Das Finanzamt legte in der Folge die Berufung der Abgabenbehörde zweiter Instanz (Unabhängiger Finanzsenat) zur Entscheidung vor.
Der Unabhängige Finanzsenat hat über die Berufung erwogen:
Nach § 16 Abs. 1 EStG 1988 sind "Aufwendungen oder Ausgaben zur Erwerbung, Sicherung oder Erhaltung der Einnahmen" Werbungskosten. Sie sind bei der Einkunftsart abzuziehen, bei der sie erwachsen.
Werbungskosten eines Dienstnehmers sind Aufwendungen oder Ausgaben, die beruflich veranlasst sind. Eine berufliche Veranlassung ist gegeben, wenn die Aufwendungen oder Ausgaben - objektiv in Zusammenhang mit einer nichtselbständigen Tätigkeit stehen und - subjektiv zur Erwerbung, Sicherung oder Erhaltung der Einnahmen geleistet werden oder den Steuerpflichtigen unfreiwillig treffen und - nicht unter ein Abzugsverbot des § 20 EStG 1988 fallen.

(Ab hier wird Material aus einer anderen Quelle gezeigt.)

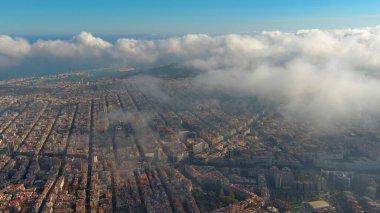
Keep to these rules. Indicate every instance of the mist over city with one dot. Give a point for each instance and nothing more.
(215, 107)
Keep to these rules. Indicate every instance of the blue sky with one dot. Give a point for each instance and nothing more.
(182, 16)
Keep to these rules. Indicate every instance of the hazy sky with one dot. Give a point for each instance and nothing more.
(25, 17)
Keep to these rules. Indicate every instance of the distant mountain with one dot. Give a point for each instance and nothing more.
(174, 71)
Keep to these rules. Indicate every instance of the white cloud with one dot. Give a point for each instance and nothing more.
(325, 76)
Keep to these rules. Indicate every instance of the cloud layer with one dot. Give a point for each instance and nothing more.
(323, 76)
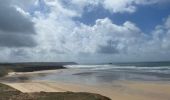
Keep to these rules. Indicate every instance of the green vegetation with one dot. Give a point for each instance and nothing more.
(31, 66)
(3, 72)
(8, 93)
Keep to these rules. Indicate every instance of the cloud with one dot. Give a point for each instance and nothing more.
(16, 30)
(114, 6)
(60, 38)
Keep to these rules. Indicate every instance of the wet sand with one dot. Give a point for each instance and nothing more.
(119, 90)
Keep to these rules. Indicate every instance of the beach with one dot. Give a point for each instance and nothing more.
(118, 90)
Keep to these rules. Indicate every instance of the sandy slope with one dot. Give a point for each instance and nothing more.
(123, 91)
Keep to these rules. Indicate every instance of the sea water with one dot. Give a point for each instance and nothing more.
(108, 73)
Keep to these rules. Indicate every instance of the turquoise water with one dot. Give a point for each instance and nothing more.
(108, 73)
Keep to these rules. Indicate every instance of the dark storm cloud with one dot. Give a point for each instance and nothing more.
(16, 30)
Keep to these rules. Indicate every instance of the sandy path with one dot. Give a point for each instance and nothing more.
(125, 91)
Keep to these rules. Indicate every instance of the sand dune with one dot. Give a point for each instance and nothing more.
(119, 91)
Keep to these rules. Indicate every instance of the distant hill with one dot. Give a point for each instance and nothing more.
(32, 66)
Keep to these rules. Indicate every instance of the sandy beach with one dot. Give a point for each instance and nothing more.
(120, 90)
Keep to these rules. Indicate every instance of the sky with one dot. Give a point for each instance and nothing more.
(84, 31)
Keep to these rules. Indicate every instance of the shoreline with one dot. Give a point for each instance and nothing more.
(119, 90)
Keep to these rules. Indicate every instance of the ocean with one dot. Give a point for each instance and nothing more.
(108, 73)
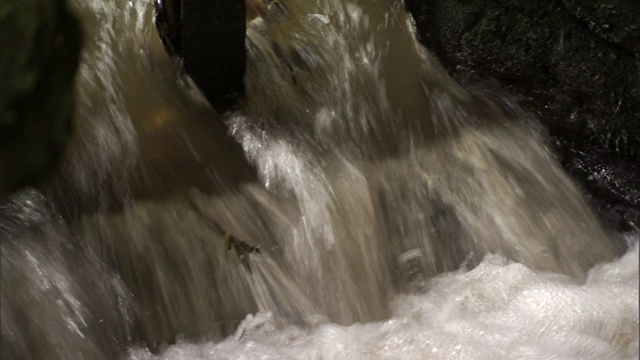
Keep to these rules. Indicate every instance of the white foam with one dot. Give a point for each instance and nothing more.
(498, 310)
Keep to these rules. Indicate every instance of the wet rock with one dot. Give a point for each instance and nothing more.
(575, 64)
(41, 45)
(207, 38)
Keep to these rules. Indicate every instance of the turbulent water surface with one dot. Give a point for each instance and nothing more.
(397, 215)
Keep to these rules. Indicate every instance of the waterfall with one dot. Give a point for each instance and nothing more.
(359, 193)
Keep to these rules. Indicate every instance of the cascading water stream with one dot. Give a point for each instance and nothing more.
(376, 172)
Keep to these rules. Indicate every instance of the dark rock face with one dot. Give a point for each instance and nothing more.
(207, 37)
(573, 63)
(40, 43)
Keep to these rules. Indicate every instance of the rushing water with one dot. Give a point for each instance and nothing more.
(397, 215)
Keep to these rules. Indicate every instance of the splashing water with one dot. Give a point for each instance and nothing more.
(382, 188)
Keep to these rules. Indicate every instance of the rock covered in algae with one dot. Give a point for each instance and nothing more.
(40, 43)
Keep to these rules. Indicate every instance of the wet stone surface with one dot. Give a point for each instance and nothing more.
(574, 64)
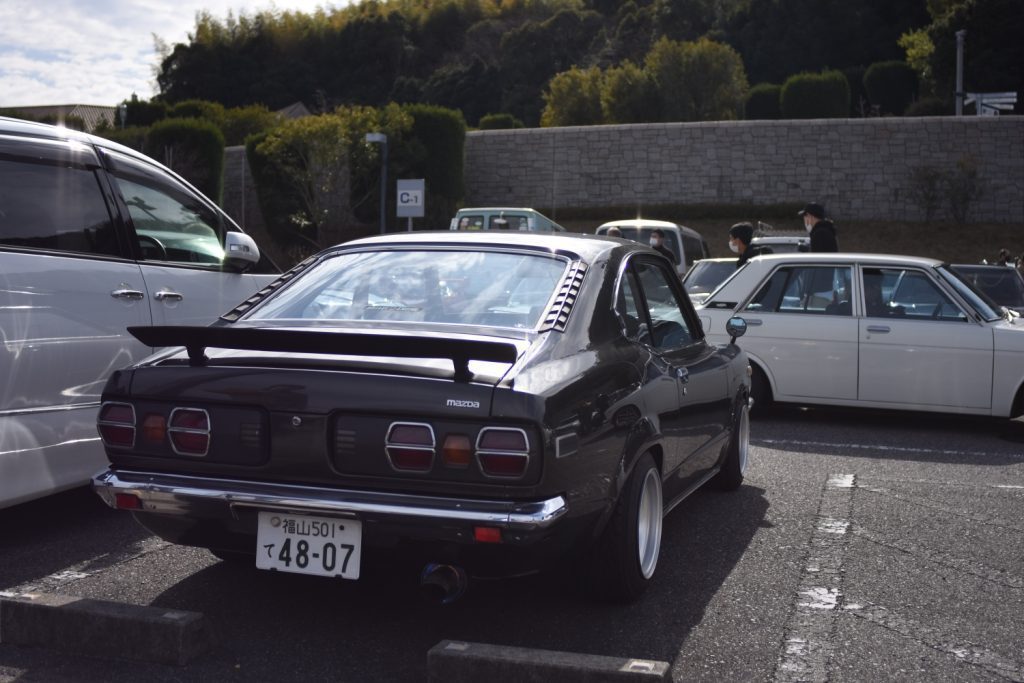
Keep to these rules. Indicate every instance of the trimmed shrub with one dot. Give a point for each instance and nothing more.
(824, 95)
(929, 107)
(197, 109)
(241, 122)
(499, 122)
(143, 113)
(763, 102)
(435, 154)
(891, 86)
(192, 147)
(860, 104)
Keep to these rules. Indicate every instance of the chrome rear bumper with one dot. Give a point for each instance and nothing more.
(188, 496)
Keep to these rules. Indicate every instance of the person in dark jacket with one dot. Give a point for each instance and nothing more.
(821, 229)
(740, 236)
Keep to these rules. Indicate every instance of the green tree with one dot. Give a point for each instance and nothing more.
(628, 95)
(824, 95)
(891, 86)
(763, 101)
(697, 81)
(573, 98)
(324, 158)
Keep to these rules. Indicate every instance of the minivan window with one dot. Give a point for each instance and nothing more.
(44, 206)
(171, 223)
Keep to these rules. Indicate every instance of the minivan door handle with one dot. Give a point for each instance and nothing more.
(126, 293)
(167, 295)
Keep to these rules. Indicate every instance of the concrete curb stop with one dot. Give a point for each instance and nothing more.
(102, 629)
(458, 662)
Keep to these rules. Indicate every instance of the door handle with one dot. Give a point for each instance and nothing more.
(167, 295)
(129, 294)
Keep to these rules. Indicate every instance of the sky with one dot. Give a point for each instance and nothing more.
(101, 51)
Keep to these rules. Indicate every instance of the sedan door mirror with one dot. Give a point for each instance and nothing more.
(241, 252)
(735, 327)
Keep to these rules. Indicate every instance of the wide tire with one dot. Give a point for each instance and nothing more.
(626, 556)
(730, 477)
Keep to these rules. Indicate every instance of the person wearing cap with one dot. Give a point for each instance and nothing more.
(740, 236)
(821, 229)
(657, 244)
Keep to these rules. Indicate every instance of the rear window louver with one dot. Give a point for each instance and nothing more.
(558, 314)
(287, 276)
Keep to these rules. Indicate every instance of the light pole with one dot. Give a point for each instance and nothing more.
(960, 72)
(382, 138)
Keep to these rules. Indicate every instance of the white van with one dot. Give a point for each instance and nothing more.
(503, 218)
(685, 243)
(94, 238)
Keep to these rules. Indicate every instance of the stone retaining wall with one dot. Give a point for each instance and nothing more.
(858, 168)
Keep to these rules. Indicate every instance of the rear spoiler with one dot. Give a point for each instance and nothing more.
(423, 345)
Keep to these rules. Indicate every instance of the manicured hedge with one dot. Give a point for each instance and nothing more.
(763, 102)
(195, 148)
(435, 154)
(891, 86)
(824, 95)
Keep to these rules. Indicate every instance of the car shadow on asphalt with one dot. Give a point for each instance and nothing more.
(915, 436)
(73, 528)
(296, 627)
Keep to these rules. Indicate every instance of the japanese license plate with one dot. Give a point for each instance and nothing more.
(318, 546)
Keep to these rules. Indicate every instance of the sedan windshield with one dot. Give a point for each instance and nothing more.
(494, 289)
(979, 301)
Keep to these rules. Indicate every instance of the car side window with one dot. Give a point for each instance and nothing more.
(909, 294)
(815, 290)
(171, 223)
(669, 327)
(54, 207)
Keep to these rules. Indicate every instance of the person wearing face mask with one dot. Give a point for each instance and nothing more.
(821, 229)
(657, 244)
(740, 236)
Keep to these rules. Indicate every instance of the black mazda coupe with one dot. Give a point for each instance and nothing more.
(488, 402)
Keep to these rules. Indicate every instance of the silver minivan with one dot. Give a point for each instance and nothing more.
(94, 238)
(503, 218)
(685, 243)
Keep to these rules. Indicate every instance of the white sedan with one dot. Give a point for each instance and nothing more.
(873, 331)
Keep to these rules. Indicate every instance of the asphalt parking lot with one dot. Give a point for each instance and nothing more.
(863, 546)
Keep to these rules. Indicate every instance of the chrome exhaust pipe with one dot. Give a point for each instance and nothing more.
(443, 584)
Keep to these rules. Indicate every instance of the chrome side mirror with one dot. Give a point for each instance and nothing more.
(735, 327)
(241, 252)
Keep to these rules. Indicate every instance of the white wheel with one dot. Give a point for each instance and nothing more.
(649, 522)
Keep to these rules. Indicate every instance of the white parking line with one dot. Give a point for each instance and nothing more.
(810, 629)
(88, 567)
(785, 442)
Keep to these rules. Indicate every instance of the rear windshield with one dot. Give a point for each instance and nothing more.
(643, 237)
(494, 289)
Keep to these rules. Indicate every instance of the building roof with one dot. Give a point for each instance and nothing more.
(92, 115)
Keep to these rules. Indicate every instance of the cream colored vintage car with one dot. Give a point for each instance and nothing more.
(873, 331)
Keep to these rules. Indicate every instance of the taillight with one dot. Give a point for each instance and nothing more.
(457, 452)
(503, 452)
(189, 431)
(410, 446)
(117, 425)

Der Abgabepflichtige, der Aufwendungen als Werbungskosten berücksichtigt wissen will, hat das Vorliegen dieser Aufwendungen grundsätzlich entsprechend nachzuweisen. Er hat dem Finanzamt über Verlangen die geltend gemachten Werbungskosten nachzuweisen oder, wenn dies nicht zumutbar ist, wenigstens glaubhaft zu machen.
Gemäß § 20 Abs. 1 Z 2 lit. a EStG 1988 dürfen bei den einzelnen Einkünften ua. "Aufwendungen oder Ausgaben für die Lebensführung" nicht abgezogen werden, "selbst wenn sie die wirtschaftliche oder gesellschaftliche Stellung des Steuerpflichtigen mit sich bringt und zur Förderung des Berufes oder der Tätigkeit des Steuerpflichtigen erfolgen".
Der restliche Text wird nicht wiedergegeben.